Jukebox architecture
…The top-level prior models the long-range structure of music, and samples decoded from this level have lower audio quality but capture high-level semantics like singing and melodies. The middle and bottom upsampling priors add local musical structures like timbre, substantially improving the audio quality. We train these as autoregressive models using a simplified variant of Sparse Transformers. Each of these models has 72 layers of factorized self-attention on a context of 8,192 codes, which corresponds to ~24 seconds, 6 seconds, and 1.5 seconds of raw audio at the top, middle and bottom levels, respectively. Once all of the priors are trained, we can generate codes from the top level, upsample them using the upsamplers, and decode them back to the raw audio space using the VQ-VAE decoder to sample novel songs.

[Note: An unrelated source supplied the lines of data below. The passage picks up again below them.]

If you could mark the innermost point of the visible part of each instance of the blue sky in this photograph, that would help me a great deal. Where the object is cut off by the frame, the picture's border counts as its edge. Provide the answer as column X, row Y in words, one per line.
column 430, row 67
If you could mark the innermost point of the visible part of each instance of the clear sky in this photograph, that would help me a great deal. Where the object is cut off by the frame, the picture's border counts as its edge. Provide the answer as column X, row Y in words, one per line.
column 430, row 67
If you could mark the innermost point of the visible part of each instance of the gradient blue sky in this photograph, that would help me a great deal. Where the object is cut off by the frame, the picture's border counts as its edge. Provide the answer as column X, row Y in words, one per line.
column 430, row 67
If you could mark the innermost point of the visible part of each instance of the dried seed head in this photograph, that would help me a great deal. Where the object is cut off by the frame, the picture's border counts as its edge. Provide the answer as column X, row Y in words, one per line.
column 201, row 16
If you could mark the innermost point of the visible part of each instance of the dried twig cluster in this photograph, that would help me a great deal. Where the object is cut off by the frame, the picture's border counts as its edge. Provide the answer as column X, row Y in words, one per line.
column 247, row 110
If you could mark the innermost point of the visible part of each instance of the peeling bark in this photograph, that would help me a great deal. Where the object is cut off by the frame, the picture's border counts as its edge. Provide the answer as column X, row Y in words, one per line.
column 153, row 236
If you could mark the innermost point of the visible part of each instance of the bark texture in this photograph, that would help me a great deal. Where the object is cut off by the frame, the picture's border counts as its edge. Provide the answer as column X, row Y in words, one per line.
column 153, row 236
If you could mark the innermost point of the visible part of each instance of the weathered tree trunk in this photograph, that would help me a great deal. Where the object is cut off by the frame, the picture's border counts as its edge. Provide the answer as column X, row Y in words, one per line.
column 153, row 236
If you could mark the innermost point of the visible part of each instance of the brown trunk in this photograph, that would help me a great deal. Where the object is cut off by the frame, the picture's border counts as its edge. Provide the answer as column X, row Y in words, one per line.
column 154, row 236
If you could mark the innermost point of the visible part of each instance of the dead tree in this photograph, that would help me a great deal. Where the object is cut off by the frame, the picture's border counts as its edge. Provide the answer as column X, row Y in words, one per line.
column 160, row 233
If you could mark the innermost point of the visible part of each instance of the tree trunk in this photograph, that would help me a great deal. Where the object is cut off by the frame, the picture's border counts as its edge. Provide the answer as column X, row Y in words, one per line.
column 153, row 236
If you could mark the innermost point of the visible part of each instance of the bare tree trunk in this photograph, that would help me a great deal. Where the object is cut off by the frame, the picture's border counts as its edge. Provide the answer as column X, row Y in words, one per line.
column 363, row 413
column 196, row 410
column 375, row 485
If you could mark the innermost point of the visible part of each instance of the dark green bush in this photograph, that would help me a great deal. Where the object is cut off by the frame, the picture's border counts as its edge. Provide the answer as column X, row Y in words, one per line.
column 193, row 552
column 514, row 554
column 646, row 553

…While Jukebox represents a step forward in musical quality, coherence, length of audio sample, and ability to condition on artist, genre, and lyrics, there is a substantial gap between these generations and human-created music. For example, while the generated songs show local musical coherence, follow traditional chord patterns, and can even feature impressive solos, we do not hear familiar larger musical structures such as choruses that repeat. Our downsampling and upsampling process introduces discernible noise. Improving the VQ-VAE so its codes capture more musical information would help reduce this. Our models are also slow to sample from, because of the autoregressive nature of sampling. It takes ~9 hours to fully render 1 minute of audio through our models, and thus they cannot yet be used in interactive applications.